How to decide on the clustering method for categorical data in R?

179 Views Asked by At

I'm trying to perform a cluster analysis on mixed data (demographics variables + Likert scales from 1 to 10 preferences). I am trying to apply hierarchical clustering with the function daisy() for mixed data, but when i compute the goodness of fit - cophenetic correlation, the score is 0.60 which is not very high.

How can i improve the goodness of fit? Is hierarchical method suitable for this data? Should the Likert scale data be treated as factors or as numeric?

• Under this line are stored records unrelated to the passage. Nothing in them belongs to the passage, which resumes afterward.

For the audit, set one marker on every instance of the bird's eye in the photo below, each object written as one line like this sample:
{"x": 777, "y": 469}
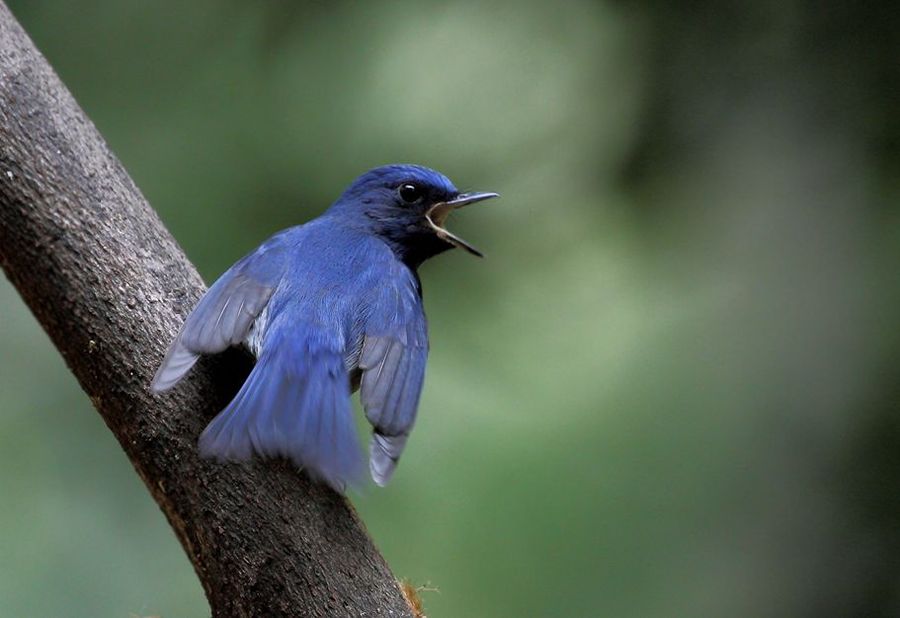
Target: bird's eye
{"x": 409, "y": 192}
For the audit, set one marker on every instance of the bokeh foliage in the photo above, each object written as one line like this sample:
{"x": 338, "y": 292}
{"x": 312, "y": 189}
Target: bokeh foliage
{"x": 670, "y": 390}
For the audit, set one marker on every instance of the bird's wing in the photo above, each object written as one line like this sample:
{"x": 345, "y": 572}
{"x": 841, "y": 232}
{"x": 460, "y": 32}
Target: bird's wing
{"x": 226, "y": 313}
{"x": 296, "y": 404}
{"x": 394, "y": 352}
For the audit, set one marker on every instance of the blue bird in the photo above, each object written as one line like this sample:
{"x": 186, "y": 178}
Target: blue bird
{"x": 328, "y": 307}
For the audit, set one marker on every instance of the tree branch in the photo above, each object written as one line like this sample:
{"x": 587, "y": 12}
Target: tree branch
{"x": 110, "y": 286}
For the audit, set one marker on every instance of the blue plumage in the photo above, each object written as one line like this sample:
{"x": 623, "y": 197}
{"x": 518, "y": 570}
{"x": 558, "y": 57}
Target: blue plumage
{"x": 328, "y": 307}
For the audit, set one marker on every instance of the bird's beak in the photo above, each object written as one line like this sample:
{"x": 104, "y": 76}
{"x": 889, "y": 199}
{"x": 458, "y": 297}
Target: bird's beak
{"x": 437, "y": 215}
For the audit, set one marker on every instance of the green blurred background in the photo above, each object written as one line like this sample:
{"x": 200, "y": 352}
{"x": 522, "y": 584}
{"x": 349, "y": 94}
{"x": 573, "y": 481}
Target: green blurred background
{"x": 670, "y": 390}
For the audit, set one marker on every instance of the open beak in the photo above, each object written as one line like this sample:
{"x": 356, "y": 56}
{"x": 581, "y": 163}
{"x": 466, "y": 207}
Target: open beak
{"x": 437, "y": 215}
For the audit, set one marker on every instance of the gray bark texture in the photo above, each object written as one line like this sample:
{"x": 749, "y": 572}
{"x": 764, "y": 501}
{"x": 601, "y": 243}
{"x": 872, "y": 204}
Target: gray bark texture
{"x": 111, "y": 286}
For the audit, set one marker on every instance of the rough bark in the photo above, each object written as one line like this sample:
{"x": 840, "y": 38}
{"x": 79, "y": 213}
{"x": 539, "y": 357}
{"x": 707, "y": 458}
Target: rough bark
{"x": 110, "y": 286}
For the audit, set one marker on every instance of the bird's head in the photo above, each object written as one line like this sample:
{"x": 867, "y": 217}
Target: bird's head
{"x": 407, "y": 206}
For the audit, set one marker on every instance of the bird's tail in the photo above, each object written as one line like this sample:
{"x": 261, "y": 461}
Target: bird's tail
{"x": 292, "y": 407}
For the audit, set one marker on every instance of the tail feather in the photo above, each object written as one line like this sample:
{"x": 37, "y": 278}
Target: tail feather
{"x": 296, "y": 410}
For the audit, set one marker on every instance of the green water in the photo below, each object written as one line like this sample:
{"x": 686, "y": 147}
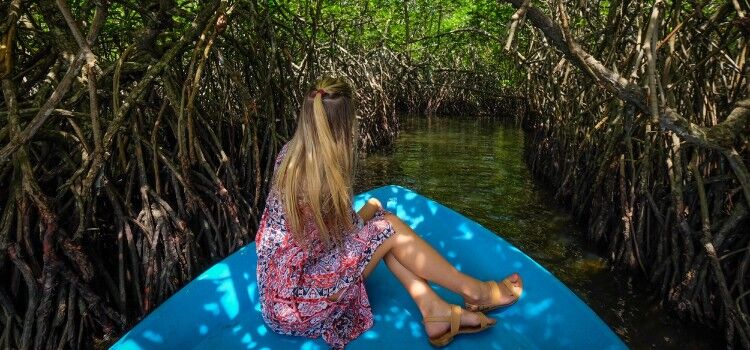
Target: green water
{"x": 476, "y": 167}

Also, when calling - hclust(seg.dist, method="complete"), is this method suitable for my data?

I also tried Latent Class Analysis but the results are not interesting (unless I was doing it wrong)

seg.dist <- daisy(EUR_data)
as.matrix(seg.dist)
seg.hc <- hclust(seg.dist, method="complete")

to calculate the cophenetic correlation:

cor(cophenetic(seg.hc), seg.dist)

1

There are 1 best solutions below

0
Has QUIT--Anony-Mousse On

Improve preprocessing of your data.

Some attributes will be more important than others.

Likert attributes also often cannot be treated as interval scale, because people are less likely to give a 7 than a 6 or 8 because of cultural reasons: 7 is bad luck.

Clustering will only be as good as your distance, so improve your preprocessing and distance computations!